Charlie y el gran ascensor de cristal (Colección Alfaguara Clásicos)

Roald Dahl

Fragmento

El señor Wonka va demasiado lejos

El señor Wonka va demasiado lejos

La última vez que vimos a Charlie, éste volaba por encima de su ciudad natal en el gran ascensor de cristal. Apenas un momento antes, el señor Wonka le había dicho que toda la gigantesca y fabulosa fábrica de chocolate era suya, y ahora nuestro pequeño amigo regresaba triunfante con toda su familia para hacerse cargo de ella. Los pasajeros del ascensor –para refrescaros la memoria– eran:

Charlie Bucket, nuestro héroe.

El señor Willy Wonka, fabricante de chocolate extraordinario.

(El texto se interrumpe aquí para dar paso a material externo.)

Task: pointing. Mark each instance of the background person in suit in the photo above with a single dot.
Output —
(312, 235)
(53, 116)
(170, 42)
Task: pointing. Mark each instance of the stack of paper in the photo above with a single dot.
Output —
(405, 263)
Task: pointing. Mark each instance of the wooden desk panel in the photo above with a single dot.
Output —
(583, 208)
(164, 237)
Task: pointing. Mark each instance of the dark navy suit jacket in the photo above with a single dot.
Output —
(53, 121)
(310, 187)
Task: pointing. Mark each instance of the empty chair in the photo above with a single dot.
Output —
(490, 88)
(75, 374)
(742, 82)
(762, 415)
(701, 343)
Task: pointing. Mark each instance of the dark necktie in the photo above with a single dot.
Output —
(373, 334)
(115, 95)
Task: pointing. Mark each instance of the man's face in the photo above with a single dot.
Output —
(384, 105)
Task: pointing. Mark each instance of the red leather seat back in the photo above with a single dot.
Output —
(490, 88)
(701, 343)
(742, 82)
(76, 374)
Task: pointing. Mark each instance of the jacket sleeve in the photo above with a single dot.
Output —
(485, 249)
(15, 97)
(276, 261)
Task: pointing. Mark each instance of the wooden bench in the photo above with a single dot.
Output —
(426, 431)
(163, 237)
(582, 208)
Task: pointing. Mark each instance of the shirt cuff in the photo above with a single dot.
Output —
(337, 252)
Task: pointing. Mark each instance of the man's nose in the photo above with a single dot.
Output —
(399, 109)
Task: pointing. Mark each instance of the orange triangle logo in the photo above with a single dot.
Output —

El señor y la señora Bucket, los padres de Charlie.

El abuelo Joe y la abuela Josephine, los padres del señor Bucket.

El abuelo George y la abuela Georgina, los padres de la señora Bucket.

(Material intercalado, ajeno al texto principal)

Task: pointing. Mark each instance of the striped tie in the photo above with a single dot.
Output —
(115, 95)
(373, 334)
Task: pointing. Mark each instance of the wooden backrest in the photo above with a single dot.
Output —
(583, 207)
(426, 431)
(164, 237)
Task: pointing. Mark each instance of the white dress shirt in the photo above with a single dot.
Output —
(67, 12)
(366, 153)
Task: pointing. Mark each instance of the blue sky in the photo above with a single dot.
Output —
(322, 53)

La abuela Josephine, la abuela Georgina y el abuelo George aún seguían en la cama, y ésta había sido empujada a bordo un momento antes de despegar. El abuelo Joe, como recordaréis, se había levantado de la cama para acompañar a Charlie en su visita a la fábrica de chocolate.

El gran ascensor de cristal se hallaba a trescientos metros de altura, deslizándose suavemente. El cielo era de un brillante color azul. Todos los que iban a bordo estaban muy emocionados ante la idea de ir a vivir a la famosa fábrica de chocolate.

El abuelo Joe cantaba.

Charlie daba brincos.

El señor y la señora Bucket sonreían por primera vez en muchos años.

Y los tres ancianos en la cama se miraban sonriendo con sus rosadas encías desdentadas.

–¿Qué es lo que mantiene en el aire a este endemoniado aparato? –graznó la abuela Josephine.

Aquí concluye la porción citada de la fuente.